A series of iron(III) complexes of the type [FeLCl2]·H2O [HL =N-(pyridin-2-ylmethyl)salicylideneamine, (2-hydroxy-5-nitrobenzyl)(pyridin-2-ylmethyl)amine, (2-hydroxy-5-nitrobenzyl)(2-pyridin-2-ylethyl)amine, N-(2-imidazol-4-ylethyl)salicylideamine, N-(benzimidazole-2-ylmethyl)salicylaldimine, (benzimidazol-2-ylmethyl)(2-hydroxybenzyl)amine, or (benzimidazol-2-ylmethyl)(2-hydroxy-5-nitrobenzyl)amine] have been prepared. Also [FeLCl3]·H2O [L = bis(benzimidazol-2-ylmethyl)amine] has been isolated. These complexes have been characterised using IR, UV/VIS and EPR spectral and electrochemical techniques.

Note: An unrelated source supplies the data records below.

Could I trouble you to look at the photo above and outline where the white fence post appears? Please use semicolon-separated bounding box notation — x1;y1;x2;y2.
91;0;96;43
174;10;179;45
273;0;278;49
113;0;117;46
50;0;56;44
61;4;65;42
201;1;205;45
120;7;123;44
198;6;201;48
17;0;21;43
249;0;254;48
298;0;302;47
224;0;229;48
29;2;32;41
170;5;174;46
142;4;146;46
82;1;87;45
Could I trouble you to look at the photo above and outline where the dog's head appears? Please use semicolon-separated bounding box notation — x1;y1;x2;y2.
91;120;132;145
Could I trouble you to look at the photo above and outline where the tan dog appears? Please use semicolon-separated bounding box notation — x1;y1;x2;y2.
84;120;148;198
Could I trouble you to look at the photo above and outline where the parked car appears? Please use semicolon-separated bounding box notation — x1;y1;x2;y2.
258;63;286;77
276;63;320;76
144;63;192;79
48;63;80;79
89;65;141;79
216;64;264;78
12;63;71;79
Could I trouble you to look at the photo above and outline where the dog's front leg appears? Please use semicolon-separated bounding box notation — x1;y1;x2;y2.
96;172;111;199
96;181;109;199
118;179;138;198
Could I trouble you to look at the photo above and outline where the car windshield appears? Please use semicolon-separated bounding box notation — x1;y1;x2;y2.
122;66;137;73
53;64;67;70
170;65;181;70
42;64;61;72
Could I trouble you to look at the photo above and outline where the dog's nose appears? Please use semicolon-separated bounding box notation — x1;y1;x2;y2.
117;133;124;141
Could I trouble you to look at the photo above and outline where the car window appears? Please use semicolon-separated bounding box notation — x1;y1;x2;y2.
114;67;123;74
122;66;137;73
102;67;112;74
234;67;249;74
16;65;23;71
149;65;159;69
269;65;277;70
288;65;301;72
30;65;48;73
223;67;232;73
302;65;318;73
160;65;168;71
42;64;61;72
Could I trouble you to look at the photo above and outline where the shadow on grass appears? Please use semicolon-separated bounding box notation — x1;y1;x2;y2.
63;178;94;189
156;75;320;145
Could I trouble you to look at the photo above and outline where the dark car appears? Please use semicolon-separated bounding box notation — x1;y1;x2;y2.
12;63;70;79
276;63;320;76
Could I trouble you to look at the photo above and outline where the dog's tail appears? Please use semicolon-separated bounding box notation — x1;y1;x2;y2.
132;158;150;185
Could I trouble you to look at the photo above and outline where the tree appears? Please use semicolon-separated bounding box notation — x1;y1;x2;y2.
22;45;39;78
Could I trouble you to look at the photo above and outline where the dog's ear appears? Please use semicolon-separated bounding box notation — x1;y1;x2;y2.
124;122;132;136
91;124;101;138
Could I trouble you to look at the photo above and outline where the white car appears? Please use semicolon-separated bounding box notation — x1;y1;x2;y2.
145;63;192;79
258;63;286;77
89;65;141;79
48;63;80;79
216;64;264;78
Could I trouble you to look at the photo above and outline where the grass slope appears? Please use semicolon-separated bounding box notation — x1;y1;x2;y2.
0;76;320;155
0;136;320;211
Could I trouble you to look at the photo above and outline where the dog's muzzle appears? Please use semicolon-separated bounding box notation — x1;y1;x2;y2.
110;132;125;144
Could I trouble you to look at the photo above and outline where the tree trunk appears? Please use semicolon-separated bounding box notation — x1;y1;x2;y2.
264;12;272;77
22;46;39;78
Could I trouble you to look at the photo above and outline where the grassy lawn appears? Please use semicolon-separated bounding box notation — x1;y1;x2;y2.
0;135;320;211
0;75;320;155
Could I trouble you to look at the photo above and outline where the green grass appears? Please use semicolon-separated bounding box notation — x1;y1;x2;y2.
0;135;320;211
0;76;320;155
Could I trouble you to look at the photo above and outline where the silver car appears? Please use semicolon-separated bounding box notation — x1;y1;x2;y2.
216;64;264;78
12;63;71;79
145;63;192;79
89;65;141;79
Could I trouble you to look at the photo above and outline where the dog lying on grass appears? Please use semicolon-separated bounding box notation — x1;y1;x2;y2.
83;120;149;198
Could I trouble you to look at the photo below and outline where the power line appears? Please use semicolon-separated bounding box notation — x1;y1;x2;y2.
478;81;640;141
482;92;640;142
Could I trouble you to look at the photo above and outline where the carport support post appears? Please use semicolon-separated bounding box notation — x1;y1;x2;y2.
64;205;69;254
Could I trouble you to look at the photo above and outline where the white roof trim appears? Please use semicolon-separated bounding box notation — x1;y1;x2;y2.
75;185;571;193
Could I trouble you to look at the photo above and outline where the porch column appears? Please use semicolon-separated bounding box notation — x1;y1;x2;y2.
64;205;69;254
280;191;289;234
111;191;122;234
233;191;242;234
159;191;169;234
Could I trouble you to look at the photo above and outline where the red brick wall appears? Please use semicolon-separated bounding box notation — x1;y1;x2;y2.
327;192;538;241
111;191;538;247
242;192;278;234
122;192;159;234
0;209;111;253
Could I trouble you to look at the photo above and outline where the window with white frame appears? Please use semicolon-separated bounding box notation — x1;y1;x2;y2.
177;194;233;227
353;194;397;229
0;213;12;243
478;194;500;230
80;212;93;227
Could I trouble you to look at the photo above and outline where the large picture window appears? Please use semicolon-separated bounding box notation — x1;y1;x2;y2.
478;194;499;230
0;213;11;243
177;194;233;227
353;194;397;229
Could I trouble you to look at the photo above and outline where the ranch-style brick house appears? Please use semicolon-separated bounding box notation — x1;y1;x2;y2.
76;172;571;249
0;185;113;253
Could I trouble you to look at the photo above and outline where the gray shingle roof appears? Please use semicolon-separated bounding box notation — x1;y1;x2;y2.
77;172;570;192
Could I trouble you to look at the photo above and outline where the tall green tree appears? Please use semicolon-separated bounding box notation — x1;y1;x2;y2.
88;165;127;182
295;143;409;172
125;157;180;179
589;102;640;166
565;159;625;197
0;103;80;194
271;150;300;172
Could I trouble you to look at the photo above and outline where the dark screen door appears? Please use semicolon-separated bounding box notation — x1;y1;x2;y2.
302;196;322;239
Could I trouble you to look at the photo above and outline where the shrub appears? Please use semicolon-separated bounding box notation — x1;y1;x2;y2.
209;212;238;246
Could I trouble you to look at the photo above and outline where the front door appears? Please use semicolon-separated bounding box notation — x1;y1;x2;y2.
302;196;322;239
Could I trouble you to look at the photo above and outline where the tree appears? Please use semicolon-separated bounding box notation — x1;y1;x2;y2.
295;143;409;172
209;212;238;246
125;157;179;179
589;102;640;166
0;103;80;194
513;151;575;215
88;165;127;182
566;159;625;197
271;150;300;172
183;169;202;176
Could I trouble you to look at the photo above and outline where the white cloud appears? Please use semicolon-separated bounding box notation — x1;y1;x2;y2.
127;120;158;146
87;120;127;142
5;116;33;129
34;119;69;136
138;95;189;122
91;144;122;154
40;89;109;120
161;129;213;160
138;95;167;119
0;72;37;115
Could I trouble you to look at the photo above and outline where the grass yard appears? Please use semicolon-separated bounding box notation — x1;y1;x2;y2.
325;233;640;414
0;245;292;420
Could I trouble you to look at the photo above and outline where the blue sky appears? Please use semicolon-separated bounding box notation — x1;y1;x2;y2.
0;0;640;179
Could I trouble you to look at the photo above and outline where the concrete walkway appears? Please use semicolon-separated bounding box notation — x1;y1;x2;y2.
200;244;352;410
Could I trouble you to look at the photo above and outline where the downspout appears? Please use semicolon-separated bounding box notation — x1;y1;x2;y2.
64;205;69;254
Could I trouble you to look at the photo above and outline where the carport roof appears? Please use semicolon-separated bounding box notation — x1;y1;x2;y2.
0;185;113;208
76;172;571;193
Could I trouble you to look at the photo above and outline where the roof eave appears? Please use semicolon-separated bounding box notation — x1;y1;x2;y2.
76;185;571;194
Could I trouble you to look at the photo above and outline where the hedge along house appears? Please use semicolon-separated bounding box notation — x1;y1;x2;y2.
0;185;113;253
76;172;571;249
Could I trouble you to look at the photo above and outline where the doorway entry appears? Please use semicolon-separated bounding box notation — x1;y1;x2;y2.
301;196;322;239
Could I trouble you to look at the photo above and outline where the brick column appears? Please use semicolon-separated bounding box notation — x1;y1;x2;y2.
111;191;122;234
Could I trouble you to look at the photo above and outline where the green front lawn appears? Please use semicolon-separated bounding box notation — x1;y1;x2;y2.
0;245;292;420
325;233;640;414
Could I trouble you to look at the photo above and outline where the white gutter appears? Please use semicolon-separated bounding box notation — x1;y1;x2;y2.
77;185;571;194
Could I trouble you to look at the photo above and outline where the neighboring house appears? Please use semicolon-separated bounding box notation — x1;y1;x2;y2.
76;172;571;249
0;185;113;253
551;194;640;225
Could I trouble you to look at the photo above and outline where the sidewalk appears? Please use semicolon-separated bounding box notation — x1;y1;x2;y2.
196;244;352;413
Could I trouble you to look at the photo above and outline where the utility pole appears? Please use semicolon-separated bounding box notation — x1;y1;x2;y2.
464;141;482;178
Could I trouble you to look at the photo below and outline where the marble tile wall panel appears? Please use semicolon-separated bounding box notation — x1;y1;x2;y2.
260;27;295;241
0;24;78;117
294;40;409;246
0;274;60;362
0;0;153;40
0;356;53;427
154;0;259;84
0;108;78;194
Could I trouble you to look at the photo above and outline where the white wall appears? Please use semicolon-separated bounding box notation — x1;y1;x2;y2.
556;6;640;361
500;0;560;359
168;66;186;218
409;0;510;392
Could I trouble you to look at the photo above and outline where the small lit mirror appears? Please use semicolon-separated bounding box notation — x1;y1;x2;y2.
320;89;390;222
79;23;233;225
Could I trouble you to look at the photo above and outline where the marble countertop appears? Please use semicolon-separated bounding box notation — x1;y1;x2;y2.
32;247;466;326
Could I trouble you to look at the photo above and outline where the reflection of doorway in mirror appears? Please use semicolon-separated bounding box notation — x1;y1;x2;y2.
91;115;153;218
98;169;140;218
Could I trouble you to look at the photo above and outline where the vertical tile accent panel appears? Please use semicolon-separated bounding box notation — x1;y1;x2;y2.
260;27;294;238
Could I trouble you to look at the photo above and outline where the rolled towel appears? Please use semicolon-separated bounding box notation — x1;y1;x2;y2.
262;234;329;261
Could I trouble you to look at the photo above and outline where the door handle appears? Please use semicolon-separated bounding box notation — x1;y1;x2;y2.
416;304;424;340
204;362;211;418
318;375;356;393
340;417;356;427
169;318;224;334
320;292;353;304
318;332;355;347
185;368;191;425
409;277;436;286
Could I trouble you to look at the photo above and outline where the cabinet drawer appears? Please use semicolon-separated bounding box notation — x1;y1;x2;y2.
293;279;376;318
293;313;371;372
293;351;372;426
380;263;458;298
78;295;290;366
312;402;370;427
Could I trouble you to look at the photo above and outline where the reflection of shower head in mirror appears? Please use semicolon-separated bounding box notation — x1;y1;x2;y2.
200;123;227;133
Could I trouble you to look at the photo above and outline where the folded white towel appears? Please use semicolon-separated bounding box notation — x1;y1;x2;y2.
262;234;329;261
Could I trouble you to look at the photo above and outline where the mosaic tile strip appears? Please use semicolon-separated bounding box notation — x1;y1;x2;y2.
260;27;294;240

Their interaction with a variety of mono- and bi-dentate heterocyclic bases as well as phenols has been investigated using electronic and EPR spectroscopy. Their interaction with 3,5-di-tert-butylcatechol (H2dbcat) and its anions reveals changes in the phenolate-to-iron(III) chargetransfer (c.t.) band similar to those for catechol dioxygenase–substrate complexes. The redox behaviour of the iron(III) complexes and their 1 : 1 adducts with dbcat anions generated in situ has been investigated in methanol. There is a linear correlation between the FeIII–FeII redox potential and the c.t. band energy of the complexes. All the complexes catalyse the oxidative cleavage of H2dbcat by molecular oxygen to yield cis,cis-muconic anhydride. The catalytic activity has been correlated with the FeIII–FeII as well as dbsq˙–H2dbcat (dbsq = 3,5-di-tert-butyl-1,2-benzosemiquinone) redox potentials of the dbcat adducts.